How do we prove that $(\frac{2}{3})^{1/5}$ is irrational? What I'm doing is this:
I'm trying to prove by contradiction, so let's say $(\frac{2}{3})^{1/5}$ is rational. This means I can write it as quotient of two integers $\frac{x}{y}$.
$$\left(\frac{2}{3}\right)^{1/5} = \frac{x}{y} $$
$$\left(\frac{2}{3}\right) = \frac{x^5}{y^5}$$
I'm stuck here.
On
I don't know how far you are into learning proof techniques, but we could try a proof by contradiction here.
What we want to do is assume $\frac{2}{3}^{1/5}$ is rational, so $\frac{2}{3}^{1/5} = \frac{a}{b}$, where a and b only have a common divisor of 1 (this is the term we will contradict).
Why do we assume $\frac{a}{b}$ doesn't have a common divisor?

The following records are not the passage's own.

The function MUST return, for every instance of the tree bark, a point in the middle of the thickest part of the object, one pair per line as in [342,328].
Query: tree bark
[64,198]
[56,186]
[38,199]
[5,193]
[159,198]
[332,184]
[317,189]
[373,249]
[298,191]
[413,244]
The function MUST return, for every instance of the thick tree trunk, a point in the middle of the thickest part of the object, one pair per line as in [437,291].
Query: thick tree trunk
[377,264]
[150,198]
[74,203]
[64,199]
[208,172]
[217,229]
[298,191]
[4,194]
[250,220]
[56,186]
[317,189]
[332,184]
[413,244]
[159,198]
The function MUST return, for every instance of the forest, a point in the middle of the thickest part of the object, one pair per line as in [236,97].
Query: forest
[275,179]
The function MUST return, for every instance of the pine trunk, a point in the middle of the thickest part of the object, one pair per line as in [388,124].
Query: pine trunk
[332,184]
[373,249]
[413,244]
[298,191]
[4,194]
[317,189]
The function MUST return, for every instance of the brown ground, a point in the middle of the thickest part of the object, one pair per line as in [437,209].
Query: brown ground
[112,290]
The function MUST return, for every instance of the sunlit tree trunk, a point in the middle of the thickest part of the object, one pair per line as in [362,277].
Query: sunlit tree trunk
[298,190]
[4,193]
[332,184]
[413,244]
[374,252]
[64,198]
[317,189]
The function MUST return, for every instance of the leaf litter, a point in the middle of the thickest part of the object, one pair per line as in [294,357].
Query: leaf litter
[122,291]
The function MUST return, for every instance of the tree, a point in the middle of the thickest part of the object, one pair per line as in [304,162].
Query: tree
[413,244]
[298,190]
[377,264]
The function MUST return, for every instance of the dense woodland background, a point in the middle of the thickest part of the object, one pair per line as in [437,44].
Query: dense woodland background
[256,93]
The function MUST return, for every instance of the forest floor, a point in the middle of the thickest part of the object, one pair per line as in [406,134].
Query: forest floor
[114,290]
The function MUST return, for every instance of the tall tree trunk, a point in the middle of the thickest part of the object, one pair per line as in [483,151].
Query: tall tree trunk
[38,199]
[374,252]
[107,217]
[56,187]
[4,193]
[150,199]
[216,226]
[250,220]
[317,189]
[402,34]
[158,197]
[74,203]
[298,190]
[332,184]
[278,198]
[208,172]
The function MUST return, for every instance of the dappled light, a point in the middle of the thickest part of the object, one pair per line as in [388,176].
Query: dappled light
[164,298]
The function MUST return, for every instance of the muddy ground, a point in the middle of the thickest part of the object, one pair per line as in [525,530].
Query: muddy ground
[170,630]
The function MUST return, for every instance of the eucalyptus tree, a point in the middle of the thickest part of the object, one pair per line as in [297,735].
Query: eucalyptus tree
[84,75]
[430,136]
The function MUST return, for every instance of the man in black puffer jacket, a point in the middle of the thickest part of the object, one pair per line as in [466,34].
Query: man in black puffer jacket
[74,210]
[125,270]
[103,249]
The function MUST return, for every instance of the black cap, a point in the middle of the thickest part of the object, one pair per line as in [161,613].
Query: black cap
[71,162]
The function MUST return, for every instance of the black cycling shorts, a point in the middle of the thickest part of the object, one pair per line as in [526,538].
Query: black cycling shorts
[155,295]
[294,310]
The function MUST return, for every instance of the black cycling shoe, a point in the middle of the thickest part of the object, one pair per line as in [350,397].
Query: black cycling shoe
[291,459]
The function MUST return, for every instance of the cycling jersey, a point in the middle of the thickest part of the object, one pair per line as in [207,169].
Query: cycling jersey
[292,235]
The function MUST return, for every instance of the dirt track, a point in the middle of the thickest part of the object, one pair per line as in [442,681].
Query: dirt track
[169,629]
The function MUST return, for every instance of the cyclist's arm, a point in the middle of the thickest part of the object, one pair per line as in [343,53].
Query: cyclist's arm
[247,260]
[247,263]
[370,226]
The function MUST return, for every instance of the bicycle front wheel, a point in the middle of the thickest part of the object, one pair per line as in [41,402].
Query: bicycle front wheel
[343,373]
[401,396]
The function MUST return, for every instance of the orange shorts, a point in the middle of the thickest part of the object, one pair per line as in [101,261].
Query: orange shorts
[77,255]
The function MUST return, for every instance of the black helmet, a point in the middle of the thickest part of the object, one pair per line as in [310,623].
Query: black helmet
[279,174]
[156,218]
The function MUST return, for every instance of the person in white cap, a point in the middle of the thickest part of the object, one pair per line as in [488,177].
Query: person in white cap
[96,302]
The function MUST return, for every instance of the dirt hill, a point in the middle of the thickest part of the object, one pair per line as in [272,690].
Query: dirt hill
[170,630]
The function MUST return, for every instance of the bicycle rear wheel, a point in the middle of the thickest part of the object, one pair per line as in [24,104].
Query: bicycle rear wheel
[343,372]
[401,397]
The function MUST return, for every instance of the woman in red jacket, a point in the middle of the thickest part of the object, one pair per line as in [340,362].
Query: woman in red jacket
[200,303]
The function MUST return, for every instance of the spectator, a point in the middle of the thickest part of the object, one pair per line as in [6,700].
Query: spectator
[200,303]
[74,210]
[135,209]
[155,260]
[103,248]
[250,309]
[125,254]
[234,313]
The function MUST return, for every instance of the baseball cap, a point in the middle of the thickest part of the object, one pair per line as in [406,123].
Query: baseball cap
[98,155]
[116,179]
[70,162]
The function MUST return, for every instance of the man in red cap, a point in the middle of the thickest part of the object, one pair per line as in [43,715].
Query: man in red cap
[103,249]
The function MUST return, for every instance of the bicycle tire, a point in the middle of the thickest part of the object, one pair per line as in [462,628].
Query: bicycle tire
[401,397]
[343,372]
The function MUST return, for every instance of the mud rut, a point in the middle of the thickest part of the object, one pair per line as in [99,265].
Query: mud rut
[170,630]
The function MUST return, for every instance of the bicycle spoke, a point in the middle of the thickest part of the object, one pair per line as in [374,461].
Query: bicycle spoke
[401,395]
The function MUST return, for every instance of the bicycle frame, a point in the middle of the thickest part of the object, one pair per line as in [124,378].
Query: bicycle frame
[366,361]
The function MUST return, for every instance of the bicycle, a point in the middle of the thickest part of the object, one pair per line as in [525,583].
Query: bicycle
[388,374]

Well, if they did then $\frac{a}{b}$ would equal a whole number!!
so lets rewrite that to this:
$b\sqrt[5]{2} = a\sqrt[5]{3}$, then multiply both sides by $2^5$ and $3^5$,
$(3^5)(b^5)(2) = (2^5)(a^5)(3)$, which can be rewritten as $2k(b^5) = 2w(a^5)$, $k, w \in \mathbb{Z}$ .
This means b and a are both even values, meaning a and b share a common divisor other than 1, therefore this is a contradiciton of our original statement!
(I am a new proof student, so please correct my mistakes if this is incorrect. Thank you!)
As u have written $\frac{2}{3} = \frac{x^5}{y^5}$, Now $2 y^5 = 3 x^5$. Do a prime factorization of $x,y$ and also $3 | y$ and hence $2 \times 3^{j5} \times b = 3 \times 3^{k5} \times c$ where $3$ doesnt divide $b,c$ with $j > 0$. Since prime factorization is unique, we have $5j = 5k+1$. A contradiction.